What about top speeds?
Because EVs deliver more power at lower speeds, their top speed can suffer slightly. This means many EVs don’t go much above 90mph.
However as the UK speed limit is only 70mph, this shouldn’t be a problem for your organisation’s drivers. Even those driving in Europe, where speed limits can reach around 80mph, will have plenty of speed under the hood of their EV. And top speed is likely to be even less of an issue in the future as legislation seeks to use technology to cap cars’ top speeds.
Lower maximum speeds also have the added safety advantage of ensuring drivers stick more closely to the speed limit. In EVs more sensible driving will also provide drivers with more range as driver behaviour is one of the biggest influences on electric vehicle’s range. More moderate drivers will get many more miles from a single charge than those who are heavy on the accelerator.
Silence is golden
Another benefit of electric vehicles is the quietness of their engines. Instead of cities full of noise and fumes, EVs will mean better air quality, quiet streets and more relaxing journeys.
However, silent EVs are set to be a historic anomaly as EU lawmakers believe the cars are too quiet which can be dangerous to pedestrians and bicyclists. To protect road users, EVs will soon need to be fitted with noise-emitting devices that will give off a car-like sound, similar to a petrol or diesel car when travelling below 20 kph. This will deliver the best of both worlds: quieter cars that are just noisy enough to help people avoid collisions.
EVs offer a great driving experience
Driving an EV doesn’t have to be a choice between substance or style - they have both in equal measure. This is due to the heavy batteries which are usually located in the bottom of vehicle giving EVs a lower centre of gravity which makes them better able to grip corners and less likely to roll over.
Thanks to a slew of other technological advances, EVs are now so fast they have their own racing competition, Formula-E. These cars are fast and nimble, reaching speeds of up to 174mph.
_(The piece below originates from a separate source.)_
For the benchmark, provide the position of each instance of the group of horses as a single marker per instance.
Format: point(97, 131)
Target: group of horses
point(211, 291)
As with Formula One, Formula-E cars will set the standard for high performance with some of the technology cascading down into commercial EVs. With electric racing cars reaching 62mph in 2.8 seconds and doubling their range thanks to new 385-kilogram lithium-ion batteries, the future’s even brighter for consumer EVs.
Of course, as with petrol and diesel cars, EVs will vary in their speed, handling and overall look and feel. An EV Porsche (yes, there is such a thing) will provide a different driving experience to a SUV.
High performance isn’t for everyone
Let’s not forget - not all employees will want a high performing vehicle. Many drivers are happy with a less powerful vehicle that does more miles to the gallon - or in an EV’s case, more miles to the kilowatt.
Luckily there’s now a huge choice of electric cars available - over 700 electric vehicles across more than 200 brands. And these cars come in all shapes and sizes with a range of battery sizes which have different single-charge ranges associated with them.
This is the key to moving your organisation successfully towards electric vehicles: give your staff a great choice of cars with sufficient single-charge mileage and performance and you’ll keep everyone happy.
Tusker offers the UK’s widest selection of EVs on an employee car benefit scheme. Take a look at your options by booking a demo today.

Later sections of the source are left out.